En ese sentido, el neoliberalismo permeó de tal forma el mundo de la cultura y especialmente el de las artes visuales que lo convirtió en otra cosa. Si convenimos que esto es así, entonces quiere decir que lo que “el mundo de las artes visuales” es (muy en plural y sin inmanencias) posiblemente esté allí, adormecido, quizás exista aún, o tal vez no, pero merezca ser rescatado de su situación residual.
Pero, si así fuera: ¿dónde encontrarlo?, ¿cómo rescatarlo? Quizás el sitio sea el de la experiencia; ese tipo singular de “experiencia” que se habría ido diluyendo en otras dinámicas. Me refiero, claro, a la “experiencia estética”. Asalta allí otra pregunta: ¿dónde ha quedado este tipo peculiar de experiencia en medio de la farandulización y turistización del sistema del arte?
Creo que una vez más la historia sirve para pensar y pensarnos. Así como la noción de arte es una noción históricamente situada y con ella la de la “experiencia estética”, me atrevo a sugerir que esos otros lugares y experiencias que tuvimos en los últimos tiempos en aquellas propuestas tan altamente procesadas por ideas como las de espectacularización, demandas de un público que quiere “distraerse”, “divertirse” y todo aquello que fue situando la oferta artística en el lugar del ocio, pero lejos de aquella noción de “ocio creativo”… Y podemos preguntarnos también dónde queda, en ese marco, el “arte”, ese “arte” definido como tal en la modernidad (pensando en los procesos de delimitación de los espacios para las artes que –aunque travestidos– reconocemos hoy día como integrados en la “institución arte”).

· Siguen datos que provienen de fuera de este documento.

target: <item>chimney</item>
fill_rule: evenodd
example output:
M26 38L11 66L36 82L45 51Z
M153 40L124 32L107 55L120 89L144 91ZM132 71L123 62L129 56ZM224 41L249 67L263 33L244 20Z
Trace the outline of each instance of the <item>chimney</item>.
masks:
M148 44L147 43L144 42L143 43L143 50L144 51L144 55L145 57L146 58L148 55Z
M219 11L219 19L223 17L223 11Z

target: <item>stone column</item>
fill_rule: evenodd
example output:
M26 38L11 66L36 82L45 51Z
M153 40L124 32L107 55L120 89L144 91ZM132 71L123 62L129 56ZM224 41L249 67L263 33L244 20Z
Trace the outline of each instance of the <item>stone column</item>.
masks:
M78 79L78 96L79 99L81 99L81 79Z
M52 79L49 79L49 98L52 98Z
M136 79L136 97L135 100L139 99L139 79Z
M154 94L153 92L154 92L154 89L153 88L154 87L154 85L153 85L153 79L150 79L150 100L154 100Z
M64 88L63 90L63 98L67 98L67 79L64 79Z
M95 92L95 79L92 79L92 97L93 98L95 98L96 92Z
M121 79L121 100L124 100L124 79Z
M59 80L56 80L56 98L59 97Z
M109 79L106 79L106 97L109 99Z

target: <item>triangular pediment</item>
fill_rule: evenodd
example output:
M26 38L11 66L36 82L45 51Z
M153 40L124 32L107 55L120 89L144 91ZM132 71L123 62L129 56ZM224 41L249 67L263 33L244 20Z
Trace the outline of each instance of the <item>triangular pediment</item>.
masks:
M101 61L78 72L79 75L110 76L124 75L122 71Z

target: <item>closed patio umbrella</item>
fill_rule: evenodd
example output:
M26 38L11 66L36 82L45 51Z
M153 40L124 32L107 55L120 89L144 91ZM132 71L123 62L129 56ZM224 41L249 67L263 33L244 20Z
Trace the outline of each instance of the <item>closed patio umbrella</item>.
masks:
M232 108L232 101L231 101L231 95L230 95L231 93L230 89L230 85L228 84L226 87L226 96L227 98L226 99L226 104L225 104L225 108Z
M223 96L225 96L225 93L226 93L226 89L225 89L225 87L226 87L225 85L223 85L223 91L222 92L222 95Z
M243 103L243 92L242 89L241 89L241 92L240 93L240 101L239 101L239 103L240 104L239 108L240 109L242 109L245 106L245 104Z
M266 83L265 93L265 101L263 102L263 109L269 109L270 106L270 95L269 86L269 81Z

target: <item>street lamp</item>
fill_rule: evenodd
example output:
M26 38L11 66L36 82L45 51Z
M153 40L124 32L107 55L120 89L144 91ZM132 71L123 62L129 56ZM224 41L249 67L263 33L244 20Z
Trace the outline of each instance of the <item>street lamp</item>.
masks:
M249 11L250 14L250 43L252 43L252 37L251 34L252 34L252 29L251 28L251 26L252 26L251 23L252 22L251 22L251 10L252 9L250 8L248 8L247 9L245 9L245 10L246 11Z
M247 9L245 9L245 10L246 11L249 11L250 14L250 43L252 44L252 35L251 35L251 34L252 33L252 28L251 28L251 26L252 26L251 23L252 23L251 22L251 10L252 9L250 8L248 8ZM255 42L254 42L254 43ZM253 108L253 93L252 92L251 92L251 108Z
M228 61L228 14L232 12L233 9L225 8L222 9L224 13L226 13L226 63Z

Recuerdo cuando en 1989, a doscientos años de la Revolución francesa, toda Francia celebraba sus consignas republicanas de Libertad, igualdad y fraternidad en sus monumentos, museos y otros sitios patrimoniales como conmemoración, pero también como punto de arribo de un proceso de democratización cultural iniciado 200 años antes (o un poco más) y de definición hacia la ciudadanía –propia y global– de una política cultural que derramaba su sentido sobre una vasta zona de las acciones de la nación. Restauró, actualizó, recicló espacios y con ellos formas de acceso a ellos, y no me refiero solamente a eso que se entiende por “accesibilidad” restringido a establecer rampas y dispositivos que den ingreso a estos espacios a quienes tengan capacidades diferentes. Pienso en “acceso” también en el sentido de ampliar audiencias, abrirse a otros públicos y hacer de los museos las “catedrales del siglo XXI”, como se repitió tantas veces. Junto con este proceso observado en Francia y también en otras grandes “capitales culturales”, varias señales daban el “toque de largada” de la posmodernidad, el fin de los “grandes relatos”, el “fin de la historia” y de la “vida moderna” como la conocíamos.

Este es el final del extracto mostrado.